The recent Edelman Trust Barometer found once again that in the countries surveyed, businesses are more trusted than governments, media, and non-governmental organizations.
- The global survey polled 28 countries, with nearly 32,000 people participating.
- Around 62% of respondents said they trust businesses, 59% trust non-governmental organizations, 51% trust their government, and only 50% trust the media.
- In the U.S., the disparity between business and government was particularly noticeable—with 55% trusting business and only 42% trusting the government.
- “Business is the sole institution seen as competent and ethical. By contrast, government is viewed as unethical and incompetent. Business is now a stunning 54 points ahead of the government on perception of competence and 30 points ahead on ethics,” says survey founder Richard Edelman.
- As trust in businesses has grown, so has the public’s expectation of those businesses. The same survey found that respondents feel businesses should be doing more to solve climate issues and economic inequality.
- Around 69% of surveyed workers indicated that a company’s ability to have social impact affects their decision to accept a job. More than 60% say they make purchases based on brands that support their personal beliefs.
Why it’s news
As the world continues to face economic uncertainty caused by global events, overall trust in governments to solve a nation’s problems is declining. More citizens are looking to businesses to create solutions to social problems.
“A lack of faith in societal institutions triggered by economic anxiety, disinformation, mass-class divide, and a failure of leadership has brought us to where we are today—deeply and dangerously polarized,” the Edelman Report says.
In addition to a shrinking trust in government, a growing number of people are pessimistic about their economic future in the next several years. Less than half of respondents think their family will improve their economic condition in the next five years—a decline from last year.

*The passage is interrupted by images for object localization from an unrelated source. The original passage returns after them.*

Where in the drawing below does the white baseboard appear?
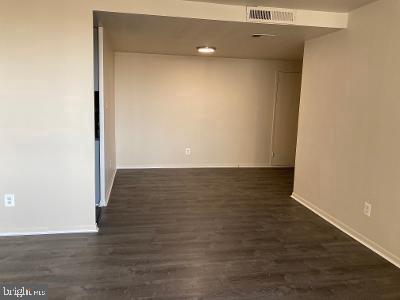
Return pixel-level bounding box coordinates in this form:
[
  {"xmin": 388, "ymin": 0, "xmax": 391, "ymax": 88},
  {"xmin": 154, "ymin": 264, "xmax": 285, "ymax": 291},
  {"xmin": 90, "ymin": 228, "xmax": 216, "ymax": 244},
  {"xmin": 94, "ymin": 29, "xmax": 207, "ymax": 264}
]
[
  {"xmin": 291, "ymin": 193, "xmax": 400, "ymax": 269},
  {"xmin": 0, "ymin": 226, "xmax": 98, "ymax": 237},
  {"xmin": 101, "ymin": 169, "xmax": 117, "ymax": 207},
  {"xmin": 117, "ymin": 164, "xmax": 294, "ymax": 169}
]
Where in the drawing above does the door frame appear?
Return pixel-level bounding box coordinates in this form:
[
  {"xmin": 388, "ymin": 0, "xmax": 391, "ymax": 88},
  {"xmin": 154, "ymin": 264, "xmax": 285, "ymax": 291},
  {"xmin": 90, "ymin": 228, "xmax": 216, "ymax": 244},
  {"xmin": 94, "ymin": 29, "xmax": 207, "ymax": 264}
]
[
  {"xmin": 98, "ymin": 27, "xmax": 106, "ymax": 206},
  {"xmin": 269, "ymin": 71, "xmax": 301, "ymax": 167}
]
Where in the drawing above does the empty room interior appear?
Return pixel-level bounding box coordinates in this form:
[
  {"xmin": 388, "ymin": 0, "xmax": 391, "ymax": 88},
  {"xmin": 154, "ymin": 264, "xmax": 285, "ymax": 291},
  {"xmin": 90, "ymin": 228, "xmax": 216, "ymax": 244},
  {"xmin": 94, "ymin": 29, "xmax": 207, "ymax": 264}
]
[{"xmin": 1, "ymin": 0, "xmax": 400, "ymax": 299}]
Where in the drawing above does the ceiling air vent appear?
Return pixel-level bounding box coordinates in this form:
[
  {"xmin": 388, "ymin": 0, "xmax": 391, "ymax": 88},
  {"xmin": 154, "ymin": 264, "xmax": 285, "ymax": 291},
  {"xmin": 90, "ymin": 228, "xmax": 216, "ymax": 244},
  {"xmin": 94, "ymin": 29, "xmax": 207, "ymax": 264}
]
[{"xmin": 247, "ymin": 7, "xmax": 296, "ymax": 25}]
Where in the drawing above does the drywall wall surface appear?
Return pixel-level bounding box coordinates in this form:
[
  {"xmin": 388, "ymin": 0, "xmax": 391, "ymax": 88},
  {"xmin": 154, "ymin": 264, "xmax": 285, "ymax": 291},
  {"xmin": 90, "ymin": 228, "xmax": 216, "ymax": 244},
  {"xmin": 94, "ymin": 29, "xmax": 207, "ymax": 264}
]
[
  {"xmin": 294, "ymin": 0, "xmax": 400, "ymax": 263},
  {"xmin": 0, "ymin": 0, "xmax": 96, "ymax": 234},
  {"xmin": 115, "ymin": 53, "xmax": 301, "ymax": 168}
]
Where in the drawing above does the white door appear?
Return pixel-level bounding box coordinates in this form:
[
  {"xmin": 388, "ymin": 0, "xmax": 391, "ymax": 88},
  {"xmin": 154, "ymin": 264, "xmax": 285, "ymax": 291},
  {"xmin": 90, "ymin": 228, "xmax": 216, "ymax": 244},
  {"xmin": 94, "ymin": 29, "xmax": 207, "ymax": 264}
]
[{"xmin": 271, "ymin": 72, "xmax": 302, "ymax": 167}]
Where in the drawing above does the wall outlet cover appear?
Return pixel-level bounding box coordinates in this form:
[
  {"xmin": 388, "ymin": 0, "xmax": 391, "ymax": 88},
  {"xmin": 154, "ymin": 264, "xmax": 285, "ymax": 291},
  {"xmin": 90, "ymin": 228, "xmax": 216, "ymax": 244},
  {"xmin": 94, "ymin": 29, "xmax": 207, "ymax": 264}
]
[
  {"xmin": 364, "ymin": 202, "xmax": 372, "ymax": 217},
  {"xmin": 4, "ymin": 194, "xmax": 15, "ymax": 207},
  {"xmin": 185, "ymin": 148, "xmax": 191, "ymax": 155}
]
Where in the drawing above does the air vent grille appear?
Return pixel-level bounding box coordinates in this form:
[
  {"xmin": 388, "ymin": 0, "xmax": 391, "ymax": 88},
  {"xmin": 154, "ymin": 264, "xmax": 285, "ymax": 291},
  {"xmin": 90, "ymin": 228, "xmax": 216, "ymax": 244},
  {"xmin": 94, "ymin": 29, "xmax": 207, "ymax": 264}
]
[{"xmin": 247, "ymin": 7, "xmax": 296, "ymax": 24}]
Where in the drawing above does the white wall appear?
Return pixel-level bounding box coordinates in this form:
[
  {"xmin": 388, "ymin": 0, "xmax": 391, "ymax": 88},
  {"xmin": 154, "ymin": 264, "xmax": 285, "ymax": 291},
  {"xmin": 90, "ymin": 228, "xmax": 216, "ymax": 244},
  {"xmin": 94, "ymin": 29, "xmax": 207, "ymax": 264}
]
[
  {"xmin": 115, "ymin": 53, "xmax": 301, "ymax": 168},
  {"xmin": 101, "ymin": 28, "xmax": 117, "ymax": 205},
  {"xmin": 294, "ymin": 0, "xmax": 400, "ymax": 266}
]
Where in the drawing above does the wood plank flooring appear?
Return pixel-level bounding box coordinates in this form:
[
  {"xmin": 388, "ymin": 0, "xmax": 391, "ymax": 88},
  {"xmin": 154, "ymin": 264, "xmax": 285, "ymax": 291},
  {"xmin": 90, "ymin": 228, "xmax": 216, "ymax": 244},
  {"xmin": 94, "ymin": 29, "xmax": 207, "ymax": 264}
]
[{"xmin": 1, "ymin": 168, "xmax": 399, "ymax": 299}]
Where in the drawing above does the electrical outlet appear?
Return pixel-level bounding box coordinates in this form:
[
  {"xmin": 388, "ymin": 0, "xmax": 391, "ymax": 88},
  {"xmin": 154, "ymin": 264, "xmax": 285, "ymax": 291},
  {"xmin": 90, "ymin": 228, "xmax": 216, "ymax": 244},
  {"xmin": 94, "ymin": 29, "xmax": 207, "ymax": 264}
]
[
  {"xmin": 364, "ymin": 202, "xmax": 372, "ymax": 217},
  {"xmin": 4, "ymin": 194, "xmax": 15, "ymax": 207},
  {"xmin": 185, "ymin": 148, "xmax": 191, "ymax": 156}
]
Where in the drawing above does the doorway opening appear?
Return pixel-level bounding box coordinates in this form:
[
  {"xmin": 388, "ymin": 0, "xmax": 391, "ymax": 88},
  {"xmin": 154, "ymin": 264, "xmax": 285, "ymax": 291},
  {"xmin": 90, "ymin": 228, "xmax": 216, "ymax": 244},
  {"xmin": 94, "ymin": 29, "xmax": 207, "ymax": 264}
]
[{"xmin": 270, "ymin": 72, "xmax": 302, "ymax": 167}]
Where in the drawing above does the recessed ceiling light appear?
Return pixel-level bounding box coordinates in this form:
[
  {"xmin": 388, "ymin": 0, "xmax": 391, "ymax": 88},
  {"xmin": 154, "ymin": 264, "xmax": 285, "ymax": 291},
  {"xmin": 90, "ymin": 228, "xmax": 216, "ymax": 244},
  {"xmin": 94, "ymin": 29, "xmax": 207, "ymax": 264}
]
[
  {"xmin": 197, "ymin": 46, "xmax": 216, "ymax": 54},
  {"xmin": 252, "ymin": 33, "xmax": 277, "ymax": 38}
]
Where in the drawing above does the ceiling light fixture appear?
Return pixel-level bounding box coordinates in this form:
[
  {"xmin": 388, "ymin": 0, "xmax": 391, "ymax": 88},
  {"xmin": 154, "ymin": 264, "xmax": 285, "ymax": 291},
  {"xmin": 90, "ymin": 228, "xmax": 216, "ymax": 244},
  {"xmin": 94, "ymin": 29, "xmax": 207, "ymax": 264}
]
[
  {"xmin": 252, "ymin": 33, "xmax": 277, "ymax": 38},
  {"xmin": 197, "ymin": 46, "xmax": 216, "ymax": 54}
]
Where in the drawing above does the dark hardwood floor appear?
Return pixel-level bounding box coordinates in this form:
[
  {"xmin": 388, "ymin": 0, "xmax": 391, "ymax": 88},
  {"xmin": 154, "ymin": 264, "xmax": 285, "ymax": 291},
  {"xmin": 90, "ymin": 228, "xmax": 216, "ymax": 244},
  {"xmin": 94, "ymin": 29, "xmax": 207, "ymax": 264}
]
[{"xmin": 1, "ymin": 168, "xmax": 400, "ymax": 299}]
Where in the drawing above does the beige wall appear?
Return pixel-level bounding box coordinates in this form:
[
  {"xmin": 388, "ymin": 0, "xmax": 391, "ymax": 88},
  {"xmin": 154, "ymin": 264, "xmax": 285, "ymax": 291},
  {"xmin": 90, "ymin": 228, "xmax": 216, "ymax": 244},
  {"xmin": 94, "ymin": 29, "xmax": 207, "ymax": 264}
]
[
  {"xmin": 101, "ymin": 28, "xmax": 117, "ymax": 204},
  {"xmin": 115, "ymin": 53, "xmax": 301, "ymax": 168},
  {"xmin": 0, "ymin": 1, "xmax": 96, "ymax": 234},
  {"xmin": 294, "ymin": 0, "xmax": 400, "ymax": 265}
]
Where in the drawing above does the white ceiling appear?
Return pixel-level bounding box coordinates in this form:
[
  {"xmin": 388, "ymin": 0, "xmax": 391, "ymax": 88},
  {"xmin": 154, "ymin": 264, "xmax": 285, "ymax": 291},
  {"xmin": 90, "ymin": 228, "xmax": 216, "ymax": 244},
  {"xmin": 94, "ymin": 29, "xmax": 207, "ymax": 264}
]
[
  {"xmin": 185, "ymin": 0, "xmax": 378, "ymax": 12},
  {"xmin": 96, "ymin": 12, "xmax": 339, "ymax": 61}
]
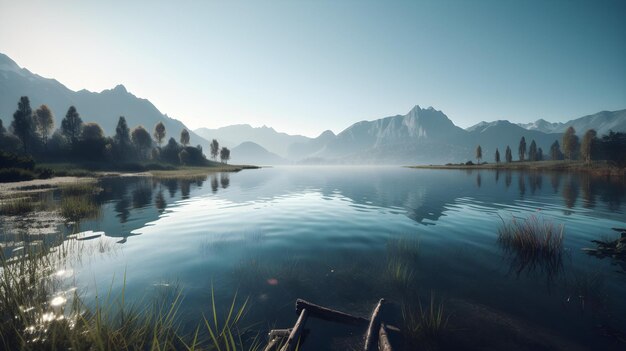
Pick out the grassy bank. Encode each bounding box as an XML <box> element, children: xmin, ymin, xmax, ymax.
<box><xmin>408</xmin><ymin>160</ymin><xmax>626</xmax><ymax>176</ymax></box>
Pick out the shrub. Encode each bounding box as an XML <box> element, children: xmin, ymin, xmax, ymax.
<box><xmin>0</xmin><ymin>168</ymin><xmax>36</xmax><ymax>182</ymax></box>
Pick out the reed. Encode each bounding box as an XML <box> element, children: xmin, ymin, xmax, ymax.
<box><xmin>0</xmin><ymin>196</ymin><xmax>37</xmax><ymax>215</ymax></box>
<box><xmin>0</xmin><ymin>242</ymin><xmax>258</xmax><ymax>351</ymax></box>
<box><xmin>497</xmin><ymin>215</ymin><xmax>564</xmax><ymax>257</ymax></box>
<box><xmin>401</xmin><ymin>293</ymin><xmax>448</xmax><ymax>341</ymax></box>
<box><xmin>60</xmin><ymin>196</ymin><xmax>100</xmax><ymax>222</ymax></box>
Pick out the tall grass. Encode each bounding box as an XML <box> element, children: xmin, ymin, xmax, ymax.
<box><xmin>0</xmin><ymin>241</ymin><xmax>258</xmax><ymax>351</ymax></box>
<box><xmin>497</xmin><ymin>215</ymin><xmax>565</xmax><ymax>278</ymax></box>
<box><xmin>401</xmin><ymin>293</ymin><xmax>448</xmax><ymax>342</ymax></box>
<box><xmin>497</xmin><ymin>215</ymin><xmax>564</xmax><ymax>257</ymax></box>
<box><xmin>0</xmin><ymin>196</ymin><xmax>37</xmax><ymax>215</ymax></box>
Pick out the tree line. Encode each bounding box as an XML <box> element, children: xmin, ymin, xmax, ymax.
<box><xmin>475</xmin><ymin>126</ymin><xmax>626</xmax><ymax>166</ymax></box>
<box><xmin>0</xmin><ymin>96</ymin><xmax>232</xmax><ymax>167</ymax></box>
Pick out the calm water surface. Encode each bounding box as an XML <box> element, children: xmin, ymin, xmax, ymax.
<box><xmin>3</xmin><ymin>166</ymin><xmax>626</xmax><ymax>350</ymax></box>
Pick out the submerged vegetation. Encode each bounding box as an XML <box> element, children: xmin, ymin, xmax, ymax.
<box><xmin>0</xmin><ymin>241</ymin><xmax>258</xmax><ymax>351</ymax></box>
<box><xmin>497</xmin><ymin>215</ymin><xmax>565</xmax><ymax>278</ymax></box>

While trust in businesses is growing, businesses that take action on social issues will open themselves up to increased criticism. Along with growing distrust of those around them, respondents have reported increased polarization in their countries.
Only 30% of respondents would help someone with differing opinions than theirs. A mere 20% would be willing to live in the same neighborhood or be coworkers with a person who disagreed with them.
Respondents may trust businesses more and expect them to take action on social issues, but extreme polarization means companies will risk alienating half of their consumers when it takes a stance on an issue.